Today, for most international investors and many nationally focused U.S. based institutional investors, Chicago is no longer a market that demands exposure. It may not be explicitly red lined (except by a small minority of institutional investors), but Chicago does feel a bit like a flyover market. Said differently, for the most part Chicago is “sold not bought,” i.e., an acquired taste for many non-local investors.
Despite challenges including property taxes, demographic trends, and urban issues, Chicago presents opportunities for risk-taking local capital. Chicago has experienced strong fundamentals in certain sectors. “We’re seeing local investors in the loop do multifamily conversions of office buildings. You’re seeing Google commit to the central loop with the Thompson Center reimagination. We’re seeing a lot of this entrepreneurial capital realize that the flyover mentality and the resultant absence of outside institutional capital is creating the opportunity for outsized risk-adjusted returns for local money.
The apartment market exemplifies this dynamic. “The strongest apartment market in the country by a lot of metrics, in terms of rent growth, has been metropolitan Chicago over the last 12 months,” Pratt reports. “It’s been a market where there really has been no supply.” Yet Chicago cap rates continue to be elevated, suggesting a risk premium that market fundamentals don’t agree with.
Adapting to Private Wealth Focus
The shift from institutional to private wealth sources has implications for how students prepare for careers. “Increasingly, the real estate industry is looking to private wealth sources, whether it’s RIAs, smaller individual investors or sophisticated family offices,” Pratt explains.
This trend affects the types of skills and knowledge students need. “We have programs at DePaul that expose students to the possibilities of private wealth.

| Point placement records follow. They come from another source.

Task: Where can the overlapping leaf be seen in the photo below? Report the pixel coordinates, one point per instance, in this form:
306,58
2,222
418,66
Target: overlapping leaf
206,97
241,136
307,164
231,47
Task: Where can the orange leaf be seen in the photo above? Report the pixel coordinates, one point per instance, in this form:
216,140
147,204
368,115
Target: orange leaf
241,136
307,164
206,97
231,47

They are just not housed in the real estate curriculum. So, I’m making sure that our real estate students are aware of the evolution of where the capital is coming from.”
The change also influences career paths. While DePaul historically trained many “fighter pilots” —private equity entrepreneurs focused on investment and development—current market conditions have made development more challenging, requiring adaptation in program focus for some students.

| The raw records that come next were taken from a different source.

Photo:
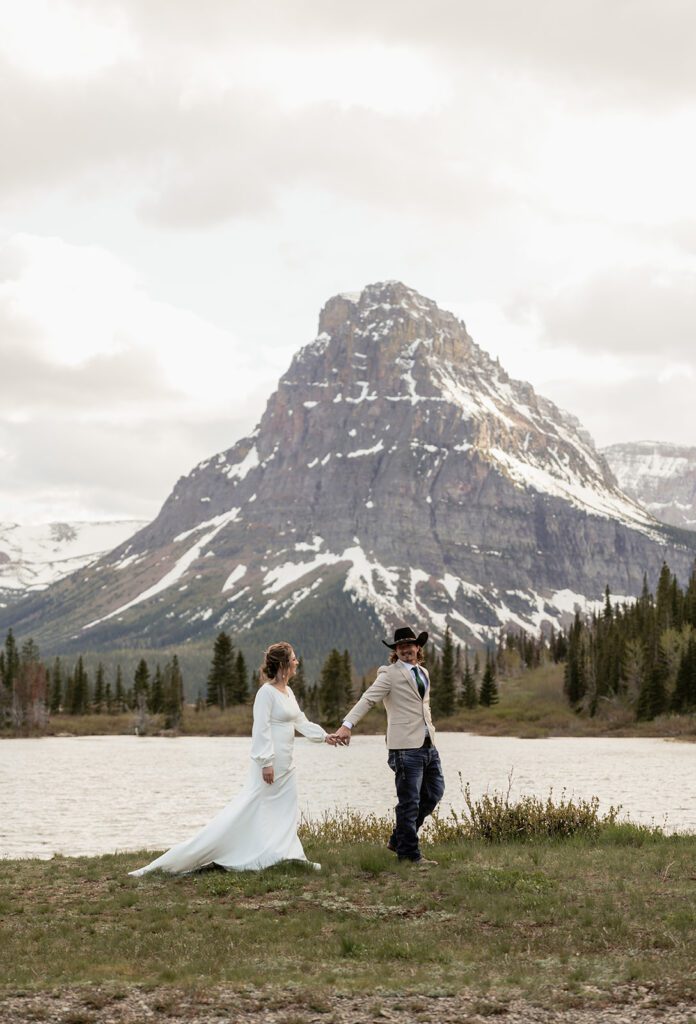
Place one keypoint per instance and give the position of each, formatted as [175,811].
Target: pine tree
[332,688]
[469,692]
[221,673]
[157,696]
[488,694]
[300,684]
[98,700]
[240,689]
[663,600]
[141,684]
[119,694]
[10,664]
[684,697]
[172,694]
[80,694]
[575,676]
[442,698]
[347,678]
[55,700]
[652,699]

Building Scalable Industry Partnerships
Recognizing the limitations of ad hoc industry engagement, Pratt is working with external partners to develop scalable internship models that can be implemented across multiple firms. “What I’m working on with some external folks is, how do we develop an internship model that can almost be off the shelf for these mid-sized firms?”
This approach acknowledges that while individual relationships remain important, systematic solutions are needed to serve both student and industry needs. “If we can develop that model, then we can provide the pipeline of students for it.”
Looking Forward
As the real estate industry continues to change, academic institutions must balance theoretical foundations with practical preparation. DePaul’s approach, emphasizing industry engagement, analytical thinking, and adaptability, offers a model for how universities can remain relevant in preparing students for dynamic career environments.
The success of this approach will ultimately be measured by graduate outcomes and industry satisfaction. Early indicators suggest that programs emphasizing real-world application and industry connectivity are better positioned to serve both student and employer needs in an increasingly complex real estate landscape.
For academic institutions nationwide grappling with similar challenges, DePaul’s experience demonstrates that effective real estate education requires ongoing industry engagement, flexible curriculum design, and recognition that preparing students for their first job may be less important than preparing them for career-long learning and adaptation.
This article was sourced from a live expert interview.